ONE STUPID ONE ALL SMARTY MEAN

A WOMAN is walking out of a GAP, a MAN approaches from the opposite direction.

MAN

Want to feel my pecs? They're all toned.

WOMAN spins on her heels to face the man and speaks while a mere two inches from his doughy face.

WOMAN

Listen to me carefully: That was obnoxious and creepy and self-obsessed.

MAN

I feel ya, I feel ya. But I'm just so full of LIFE, you know?

WOMAN

I do not know that. What I do know is that you could say nothing but perfect things to me for weeks and I'd still think badly of you just because of our last two exchanges.

MAN

We don't know each other right?

WOMAN

That is exactly right.

MAN

So I creeped you out. I heard.

WOMAN

You "heard." That's how you expressed acknowledgment? You just throw the word "heard" in your sentence like it's a crouton being tossed in Greek salad?

MAN

I guess.

WOMAN

I doubt you guess. It would require information and intellectual curiousity.
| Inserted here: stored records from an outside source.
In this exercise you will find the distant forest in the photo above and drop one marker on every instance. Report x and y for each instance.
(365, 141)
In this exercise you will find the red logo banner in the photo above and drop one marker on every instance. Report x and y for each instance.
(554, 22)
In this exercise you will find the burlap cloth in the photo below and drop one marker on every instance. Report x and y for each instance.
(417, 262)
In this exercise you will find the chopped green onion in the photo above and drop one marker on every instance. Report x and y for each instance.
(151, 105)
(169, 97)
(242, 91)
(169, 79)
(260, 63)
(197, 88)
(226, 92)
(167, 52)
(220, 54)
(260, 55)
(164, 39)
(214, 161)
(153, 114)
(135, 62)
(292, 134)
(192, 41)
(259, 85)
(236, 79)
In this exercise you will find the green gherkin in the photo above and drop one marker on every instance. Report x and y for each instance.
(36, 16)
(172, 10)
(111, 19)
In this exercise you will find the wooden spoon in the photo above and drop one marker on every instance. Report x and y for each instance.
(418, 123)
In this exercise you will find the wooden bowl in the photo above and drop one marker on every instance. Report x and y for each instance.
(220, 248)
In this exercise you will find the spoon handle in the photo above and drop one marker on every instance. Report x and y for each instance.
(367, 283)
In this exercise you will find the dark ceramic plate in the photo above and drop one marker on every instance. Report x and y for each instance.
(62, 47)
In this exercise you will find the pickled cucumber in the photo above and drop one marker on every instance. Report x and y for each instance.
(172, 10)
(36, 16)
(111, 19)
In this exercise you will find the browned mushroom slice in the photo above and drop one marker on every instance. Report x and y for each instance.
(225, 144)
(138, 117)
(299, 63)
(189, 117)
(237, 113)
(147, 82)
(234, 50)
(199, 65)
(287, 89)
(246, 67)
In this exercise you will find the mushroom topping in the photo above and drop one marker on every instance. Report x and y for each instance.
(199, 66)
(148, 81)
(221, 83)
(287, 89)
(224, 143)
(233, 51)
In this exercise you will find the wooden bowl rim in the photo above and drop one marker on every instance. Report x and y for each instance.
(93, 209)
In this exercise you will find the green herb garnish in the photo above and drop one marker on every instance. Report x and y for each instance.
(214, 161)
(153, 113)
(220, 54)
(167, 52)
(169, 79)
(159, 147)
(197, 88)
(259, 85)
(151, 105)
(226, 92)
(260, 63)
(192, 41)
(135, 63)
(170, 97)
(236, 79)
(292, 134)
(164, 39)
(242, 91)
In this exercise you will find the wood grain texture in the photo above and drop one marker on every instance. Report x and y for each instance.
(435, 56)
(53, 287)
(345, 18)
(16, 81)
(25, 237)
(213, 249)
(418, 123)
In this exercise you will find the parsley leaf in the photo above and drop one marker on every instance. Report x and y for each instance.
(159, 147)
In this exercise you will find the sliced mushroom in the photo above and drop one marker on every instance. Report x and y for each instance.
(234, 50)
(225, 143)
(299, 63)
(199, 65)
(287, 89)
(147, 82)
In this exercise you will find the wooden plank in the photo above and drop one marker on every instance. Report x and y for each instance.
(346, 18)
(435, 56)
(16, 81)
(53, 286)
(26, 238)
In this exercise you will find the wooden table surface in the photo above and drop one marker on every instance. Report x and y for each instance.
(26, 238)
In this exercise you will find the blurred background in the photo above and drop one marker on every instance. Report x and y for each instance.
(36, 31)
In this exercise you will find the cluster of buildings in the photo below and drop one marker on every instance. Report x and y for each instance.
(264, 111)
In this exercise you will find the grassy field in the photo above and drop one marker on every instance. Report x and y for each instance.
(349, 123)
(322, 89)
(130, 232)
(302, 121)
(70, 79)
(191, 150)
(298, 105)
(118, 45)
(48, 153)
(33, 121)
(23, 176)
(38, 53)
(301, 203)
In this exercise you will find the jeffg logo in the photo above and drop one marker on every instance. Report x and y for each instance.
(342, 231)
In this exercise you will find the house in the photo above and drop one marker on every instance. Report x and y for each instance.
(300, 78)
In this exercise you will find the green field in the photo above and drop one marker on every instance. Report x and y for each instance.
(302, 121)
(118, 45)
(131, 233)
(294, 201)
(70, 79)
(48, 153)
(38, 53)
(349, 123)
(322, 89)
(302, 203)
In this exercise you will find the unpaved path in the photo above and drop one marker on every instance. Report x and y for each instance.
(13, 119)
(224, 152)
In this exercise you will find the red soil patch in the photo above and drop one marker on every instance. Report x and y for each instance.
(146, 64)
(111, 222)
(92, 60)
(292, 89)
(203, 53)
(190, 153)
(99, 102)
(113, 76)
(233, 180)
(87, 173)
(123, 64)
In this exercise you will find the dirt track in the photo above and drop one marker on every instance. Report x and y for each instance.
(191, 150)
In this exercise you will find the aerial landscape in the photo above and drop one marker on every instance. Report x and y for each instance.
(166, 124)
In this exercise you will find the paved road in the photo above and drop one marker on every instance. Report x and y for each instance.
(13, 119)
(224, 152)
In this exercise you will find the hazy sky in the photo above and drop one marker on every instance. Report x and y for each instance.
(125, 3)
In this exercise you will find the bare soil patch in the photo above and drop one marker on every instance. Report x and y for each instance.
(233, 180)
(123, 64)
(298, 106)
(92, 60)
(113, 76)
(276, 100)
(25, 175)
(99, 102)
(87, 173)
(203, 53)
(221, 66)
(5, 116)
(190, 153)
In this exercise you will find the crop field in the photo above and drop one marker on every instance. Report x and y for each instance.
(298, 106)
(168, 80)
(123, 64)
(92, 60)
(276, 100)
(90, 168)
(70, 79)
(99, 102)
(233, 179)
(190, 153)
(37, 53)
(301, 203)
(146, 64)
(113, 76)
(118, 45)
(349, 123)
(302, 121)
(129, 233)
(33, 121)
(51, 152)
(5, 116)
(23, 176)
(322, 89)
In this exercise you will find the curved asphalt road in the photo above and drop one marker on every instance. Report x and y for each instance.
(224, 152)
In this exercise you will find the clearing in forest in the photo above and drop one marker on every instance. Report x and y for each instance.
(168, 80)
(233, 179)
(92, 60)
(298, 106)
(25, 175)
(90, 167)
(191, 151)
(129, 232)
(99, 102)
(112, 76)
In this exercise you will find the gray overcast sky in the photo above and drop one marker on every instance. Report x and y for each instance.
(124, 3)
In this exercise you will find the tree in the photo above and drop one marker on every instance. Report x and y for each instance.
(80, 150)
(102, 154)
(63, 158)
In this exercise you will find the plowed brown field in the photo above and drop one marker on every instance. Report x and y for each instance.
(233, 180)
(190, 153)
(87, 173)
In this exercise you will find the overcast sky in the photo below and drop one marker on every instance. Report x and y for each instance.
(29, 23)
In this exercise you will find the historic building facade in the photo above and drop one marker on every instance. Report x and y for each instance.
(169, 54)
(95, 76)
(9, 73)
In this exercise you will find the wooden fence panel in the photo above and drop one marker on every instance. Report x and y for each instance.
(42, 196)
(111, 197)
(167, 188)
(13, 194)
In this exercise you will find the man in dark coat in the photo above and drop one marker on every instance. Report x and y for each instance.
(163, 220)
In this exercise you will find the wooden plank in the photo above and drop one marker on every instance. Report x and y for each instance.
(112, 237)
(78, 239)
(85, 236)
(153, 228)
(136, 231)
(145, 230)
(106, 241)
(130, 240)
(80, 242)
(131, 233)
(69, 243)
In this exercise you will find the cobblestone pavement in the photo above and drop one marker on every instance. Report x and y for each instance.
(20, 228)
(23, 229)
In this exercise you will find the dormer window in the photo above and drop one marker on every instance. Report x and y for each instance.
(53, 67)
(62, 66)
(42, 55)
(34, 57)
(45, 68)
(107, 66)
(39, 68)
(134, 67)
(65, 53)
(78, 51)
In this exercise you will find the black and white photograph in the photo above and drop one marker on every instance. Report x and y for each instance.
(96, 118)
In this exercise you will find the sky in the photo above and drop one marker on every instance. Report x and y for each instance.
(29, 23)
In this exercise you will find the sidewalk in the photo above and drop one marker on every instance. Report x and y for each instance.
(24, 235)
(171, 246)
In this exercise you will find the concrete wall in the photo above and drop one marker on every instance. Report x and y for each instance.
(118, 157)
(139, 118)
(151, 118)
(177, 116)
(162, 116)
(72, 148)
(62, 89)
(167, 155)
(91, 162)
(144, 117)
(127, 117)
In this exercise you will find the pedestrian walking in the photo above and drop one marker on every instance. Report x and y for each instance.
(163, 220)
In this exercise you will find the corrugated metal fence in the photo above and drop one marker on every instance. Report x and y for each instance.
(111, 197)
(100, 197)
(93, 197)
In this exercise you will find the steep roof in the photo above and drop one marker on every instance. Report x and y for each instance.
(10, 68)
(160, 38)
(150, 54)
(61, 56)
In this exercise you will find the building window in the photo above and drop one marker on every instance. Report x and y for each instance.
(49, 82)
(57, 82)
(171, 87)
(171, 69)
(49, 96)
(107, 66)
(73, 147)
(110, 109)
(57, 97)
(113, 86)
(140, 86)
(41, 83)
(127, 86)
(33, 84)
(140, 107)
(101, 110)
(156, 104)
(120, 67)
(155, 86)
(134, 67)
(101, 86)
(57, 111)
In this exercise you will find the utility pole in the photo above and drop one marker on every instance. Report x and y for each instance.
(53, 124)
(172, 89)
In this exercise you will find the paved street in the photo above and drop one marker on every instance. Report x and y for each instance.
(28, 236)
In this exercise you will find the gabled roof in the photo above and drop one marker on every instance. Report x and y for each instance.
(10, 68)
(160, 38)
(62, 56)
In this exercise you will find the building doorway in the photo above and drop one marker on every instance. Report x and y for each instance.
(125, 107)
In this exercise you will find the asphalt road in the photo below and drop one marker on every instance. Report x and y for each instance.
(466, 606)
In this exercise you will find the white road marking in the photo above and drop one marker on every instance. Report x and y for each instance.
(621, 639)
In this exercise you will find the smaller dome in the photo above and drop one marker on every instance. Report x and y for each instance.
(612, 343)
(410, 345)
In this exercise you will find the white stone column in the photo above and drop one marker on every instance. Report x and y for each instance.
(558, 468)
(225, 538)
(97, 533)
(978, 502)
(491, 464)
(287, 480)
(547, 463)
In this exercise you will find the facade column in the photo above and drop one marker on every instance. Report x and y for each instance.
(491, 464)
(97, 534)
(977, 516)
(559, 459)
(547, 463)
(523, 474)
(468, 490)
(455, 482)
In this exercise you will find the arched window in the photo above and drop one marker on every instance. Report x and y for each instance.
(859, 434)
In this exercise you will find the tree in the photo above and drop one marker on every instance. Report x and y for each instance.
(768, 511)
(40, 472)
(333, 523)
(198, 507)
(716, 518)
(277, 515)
I would characterize your speech as verbal reflex, with no more thought behind it than simple breathing.

MAN

Probably.

WOMAN

I find it hard to believe you're even listening to me.

MAN

Let me ask you, if we were friends, would you totally feel my pecs?

WOMAN

There is no way. I have dear friends for whom I'd step in front of trains, but if they asked me to feel their pecs I assure you I would decline.

MAN

I heard.

WOMAN

You HEAR. What is this "I heard?" You sound like a robot that's gotten damp.

MAN

How many pull ups do you think I did before? Guess.

WOMAN

I'd sooner fold my forehead skin to the back of my neck.

MAN

It's over 30.

WOMAN

32.

MAN

Damn, that's right. Sick, right? I was shaky for the last few but I pulled that shit off. Up top.

WOMAN

Put your hand down. I'm leaving.

MAN

Where you going, sweetie feet?

WOMAN

Sweetie feet?

MAN

Yeah!

WOMAN

Why would you call me such a term?

MAN

I don't know, girl. I like that nickname. I read that shit in a Snoopy comic.

WOMAN

I have to leave now. I'd like you to find an open manhole and walk into it.

MAN

I'm not a homosexual.

WOMAN

You're overthinking my insult.

MAN

I heard.

We see the following happenas the voiceover describes it.

VOICEOVER

The woman walked off and returned to her job as layout designer for a hip struggling literary magazine where she is content but not satisfied. The man extended his arms up and flies into the sky where he turns into a medium aged star.